Para a agenda política dos representantes eleitos neste ano, um dos principais projetos que envolve a população negra é a revisão da Lei de Cotas nas universidades – que completou dez anos e deveria ter sido revista em 2022. José Vicente ainda destaca as discussões sobre as cotas em concursos públicos, que estão previstas para serem revisadas em 2024.
De acordo com o especialista, “será importante também o combate à violência policial, o racismo nas relações de consumo e a implementação do Estatuto da Igualdade Racial”.
Uma eleição sem precedentes
Pela primeira vez na história, quatro mulheres indígenas ocuparão cadeiras na Câmara dos Deputados: Sônia Guajajara (PSOL) e Juliana Cardoso (PT), em São Paulo, Célia Xakriabá (PSOL), em Minas Gerais, e Silvia Waiãpi (PL), no Amapá, se juntam a um homem indígena também eleito para o cargo.
Em uma comunidade que representa, segundo o último censo de 2010, 0,5% da população brasileira, candidaturas de pessoas autodeterminadas indígenas em 2022 bateram recordes. Foram 186 registradas e 9 eleitas – dois senadores, cinco deputados federais e dois deputados estaduais.
A APIB (Articulação dos Povos Indígenas do Brasil), principal organização de povos indígenas do Brasil, credita o crescimento do número de candidatos à articulação dos grupos de base, muitos dominados por lideranças jovens e integradas a diversos movimentos sociais. De acordo com a ONG, o total dos registros de candidaturas representa um aumento de 115% em relação a 2014.
Essa participação é antiga. Agora esse empoderamento, esse protagonismo dos povos indígenas, da liderança do movimento indígena para dentro da política partidária pra entender, discutir, debater esse cenário, é um pouco mais recente. E com certeza é essa vontade, essa intenção de participar mais desse processo, que incentivou muito o aumento das candidaturas.
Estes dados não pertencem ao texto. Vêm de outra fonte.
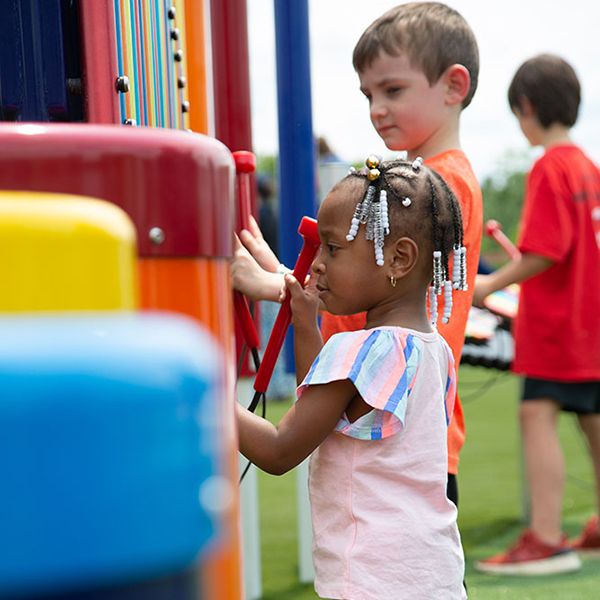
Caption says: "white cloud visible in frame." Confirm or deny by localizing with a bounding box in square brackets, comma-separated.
[248, 0, 600, 177]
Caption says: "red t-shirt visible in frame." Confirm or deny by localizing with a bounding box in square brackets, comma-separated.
[513, 145, 600, 381]
[321, 150, 483, 474]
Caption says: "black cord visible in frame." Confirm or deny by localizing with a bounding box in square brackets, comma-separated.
[240, 392, 267, 484]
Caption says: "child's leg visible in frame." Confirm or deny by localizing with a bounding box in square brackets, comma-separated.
[520, 398, 565, 545]
[577, 414, 600, 515]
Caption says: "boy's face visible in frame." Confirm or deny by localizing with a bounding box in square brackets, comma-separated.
[359, 52, 450, 158]
[312, 185, 392, 315]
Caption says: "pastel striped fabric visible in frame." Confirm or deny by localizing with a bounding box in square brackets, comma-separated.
[297, 327, 420, 440]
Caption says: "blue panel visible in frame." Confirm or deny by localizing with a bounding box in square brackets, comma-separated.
[275, 0, 316, 371]
[0, 0, 24, 121]
[0, 315, 223, 597]
[0, 0, 81, 121]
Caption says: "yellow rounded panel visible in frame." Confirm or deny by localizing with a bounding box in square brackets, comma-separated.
[0, 192, 138, 312]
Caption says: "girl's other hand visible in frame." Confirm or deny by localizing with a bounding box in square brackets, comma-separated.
[285, 273, 320, 329]
[240, 215, 279, 273]
[231, 236, 283, 302]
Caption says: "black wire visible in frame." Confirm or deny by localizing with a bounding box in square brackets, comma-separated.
[240, 392, 267, 484]
[238, 343, 267, 484]
[460, 371, 508, 404]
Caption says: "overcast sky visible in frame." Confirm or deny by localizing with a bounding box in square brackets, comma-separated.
[248, 0, 600, 178]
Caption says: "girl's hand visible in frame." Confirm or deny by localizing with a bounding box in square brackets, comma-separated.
[240, 215, 279, 273]
[285, 273, 319, 329]
[231, 236, 283, 302]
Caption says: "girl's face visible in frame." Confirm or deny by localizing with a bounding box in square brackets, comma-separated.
[312, 184, 392, 315]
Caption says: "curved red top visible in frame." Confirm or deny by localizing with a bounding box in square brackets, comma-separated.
[0, 123, 235, 256]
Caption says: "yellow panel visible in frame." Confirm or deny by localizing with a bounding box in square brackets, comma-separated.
[0, 192, 138, 312]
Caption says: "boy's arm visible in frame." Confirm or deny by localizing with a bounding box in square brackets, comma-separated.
[473, 252, 554, 306]
[236, 379, 356, 475]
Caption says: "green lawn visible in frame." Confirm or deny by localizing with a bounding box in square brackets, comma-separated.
[259, 367, 600, 600]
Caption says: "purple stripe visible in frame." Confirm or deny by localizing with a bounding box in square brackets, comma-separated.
[348, 329, 381, 382]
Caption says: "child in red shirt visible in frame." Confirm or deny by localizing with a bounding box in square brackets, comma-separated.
[474, 55, 600, 575]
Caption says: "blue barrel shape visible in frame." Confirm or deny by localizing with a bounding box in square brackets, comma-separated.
[0, 313, 228, 598]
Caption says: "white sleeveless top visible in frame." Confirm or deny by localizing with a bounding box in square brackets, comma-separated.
[297, 327, 466, 600]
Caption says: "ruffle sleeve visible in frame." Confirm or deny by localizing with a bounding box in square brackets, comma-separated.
[297, 328, 422, 440]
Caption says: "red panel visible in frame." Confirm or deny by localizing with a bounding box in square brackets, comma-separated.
[0, 124, 234, 256]
[80, 0, 120, 123]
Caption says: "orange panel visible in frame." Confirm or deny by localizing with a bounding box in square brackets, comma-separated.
[185, 0, 208, 133]
[139, 258, 242, 600]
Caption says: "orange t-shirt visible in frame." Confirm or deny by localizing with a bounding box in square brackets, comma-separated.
[321, 150, 483, 474]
Kleber Karipuna, coordenador-executivo da APIB
De acordo com Kleber Karipuna, coordenador-executivo da APIB, indígenas encontram dificuldades específicas para se fazer presentes nas disputas eleitorais.
“A gente não se sente contemplado nesse sistema que funciona aqui no Brasil, no nosso país em relação à escolha dos nossos representantes legítimos e originários. A gente tem uma carência, uma tendência, a debater isso melhor”, argumenta.
Karipuna ainda destaca que programas e ações que propiciam as candidaturas “vão desde conseguir encaixar a ideologia dentro de um partido, porque nós temos problemas com essa adaptação – sejam partidos de direita, seja em partidos da esquerda, encontramos problemas em relação a questão da ideologia do movimento indígena”.
Quando você entra num partido, você tem problemas internos do partido sobre repartição de cotas, do fundo partidário ou mesmo estar dentro de uma prioridade de candidatura para concorrer nesse processo.
Kleber Karipuna, coordenador-executivo da APIB
Para a próxima legislatura, Karipuna ressalta que, dentre as principais agendas dos povos indígenas, está o permanente debate sobre as demarcações das terras.
Também é importante que no próximo governo a gente tenha um debate sobre o fortalecimento da Fundação Nacional do Índio, da FUNAI. A gente precisa, junto com os parlamentares do movimento indígena, junto com o poder executivo, fazer um debate sobre qual é a melhor forma de atuação para garantir o direito à saúde dos povos indígenas. A questão do clima, a questão ambiental, está diretamente ligada à pauta indígena e à pauta do movimento dos territórios, e a gente precisa que os nossos parlamentares do movimento indígena estejam atentos e atuando para fazer frente a esses debates.